Olive doesn’t speak for a moment.
“Okay,” says Herbie pointedly. “Now you know what you have to work on. Call me as soon as you figure it out. I’m leaving town but you’ve got my cell phone.
“Where you going?”
“It’s a long story. Go to work.”
“No, where are you going?”
He sighs. He’s tired of people being judgmental about his golf trip. “I’m going to play golf.”
“I play golf!”
Herbie is speechless. She plays golf. Probably wearing those cute Bermuda shorts that tend to crawl up her butt a little bit and those socks that just cover her feet so that her ankles are bare. And a tight little golf shirt with the logo on her left breast, like the alligator is going to chew on her nipple. Oh my God. Women on the golf course have always generated a very powerful erotic charge for Herbie. A woman who would not be all that attractive under normal circumstances can take on pornstar status when she’s swinging a seven-iron. It all started when he was shagging balls.

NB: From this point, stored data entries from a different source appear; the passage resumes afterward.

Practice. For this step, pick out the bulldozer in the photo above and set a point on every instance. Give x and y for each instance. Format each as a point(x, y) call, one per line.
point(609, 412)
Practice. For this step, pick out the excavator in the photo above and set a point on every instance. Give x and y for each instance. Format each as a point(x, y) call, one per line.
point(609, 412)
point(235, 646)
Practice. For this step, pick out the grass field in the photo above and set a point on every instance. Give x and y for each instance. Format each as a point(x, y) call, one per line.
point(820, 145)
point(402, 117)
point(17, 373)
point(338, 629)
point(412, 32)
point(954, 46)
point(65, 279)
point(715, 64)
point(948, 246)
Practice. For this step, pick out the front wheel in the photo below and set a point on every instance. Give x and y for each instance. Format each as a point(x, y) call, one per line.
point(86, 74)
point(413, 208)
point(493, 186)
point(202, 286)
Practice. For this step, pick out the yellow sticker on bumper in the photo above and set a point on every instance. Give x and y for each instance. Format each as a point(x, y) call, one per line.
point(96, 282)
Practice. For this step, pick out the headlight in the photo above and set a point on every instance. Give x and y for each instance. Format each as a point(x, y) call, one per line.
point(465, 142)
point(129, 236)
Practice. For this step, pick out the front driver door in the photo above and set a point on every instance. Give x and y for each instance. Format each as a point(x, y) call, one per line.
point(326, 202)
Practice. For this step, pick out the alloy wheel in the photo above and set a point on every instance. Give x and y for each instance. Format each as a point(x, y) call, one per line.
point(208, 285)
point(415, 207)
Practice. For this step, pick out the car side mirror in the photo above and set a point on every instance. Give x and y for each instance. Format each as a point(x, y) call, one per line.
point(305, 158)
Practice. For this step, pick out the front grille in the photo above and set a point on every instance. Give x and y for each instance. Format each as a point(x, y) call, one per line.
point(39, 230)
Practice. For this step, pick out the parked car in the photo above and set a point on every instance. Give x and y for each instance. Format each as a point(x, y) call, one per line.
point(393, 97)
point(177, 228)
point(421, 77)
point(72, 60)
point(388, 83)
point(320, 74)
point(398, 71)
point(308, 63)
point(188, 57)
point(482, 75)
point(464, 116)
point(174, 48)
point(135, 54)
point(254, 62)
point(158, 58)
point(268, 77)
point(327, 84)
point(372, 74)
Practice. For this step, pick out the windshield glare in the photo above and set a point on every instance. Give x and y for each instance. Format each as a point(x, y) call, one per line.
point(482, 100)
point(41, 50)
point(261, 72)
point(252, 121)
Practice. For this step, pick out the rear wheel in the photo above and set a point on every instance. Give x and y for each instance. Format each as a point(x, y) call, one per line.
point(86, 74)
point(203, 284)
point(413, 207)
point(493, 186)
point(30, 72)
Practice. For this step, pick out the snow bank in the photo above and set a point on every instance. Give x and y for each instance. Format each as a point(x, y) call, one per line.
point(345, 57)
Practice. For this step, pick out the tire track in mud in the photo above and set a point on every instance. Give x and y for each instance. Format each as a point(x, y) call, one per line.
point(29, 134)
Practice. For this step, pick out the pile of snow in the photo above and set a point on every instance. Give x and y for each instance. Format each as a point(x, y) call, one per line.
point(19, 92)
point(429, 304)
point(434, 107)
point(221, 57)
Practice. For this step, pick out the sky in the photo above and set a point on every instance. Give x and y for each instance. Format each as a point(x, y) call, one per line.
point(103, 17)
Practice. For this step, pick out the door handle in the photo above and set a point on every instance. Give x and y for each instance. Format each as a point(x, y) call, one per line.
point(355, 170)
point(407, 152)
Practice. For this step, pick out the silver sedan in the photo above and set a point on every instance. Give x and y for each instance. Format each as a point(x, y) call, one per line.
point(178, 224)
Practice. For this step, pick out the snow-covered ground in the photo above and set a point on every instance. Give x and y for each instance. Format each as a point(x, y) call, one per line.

There was an assistant pro named Rick, who was young and handsome and who hit the golf ball farther than anyone in the world. Rick gave all his lessons to women. They were lined up around the block. He actually did that thing where he put his arms around them from behind—to show them the rhythm of the golf swing. And from a hundred and fifty yards away, the young Herbie, carrying his canvas bag half full of golf balls, got a chubby watching them. It’s been that way ever since—woman, golf course, chubby.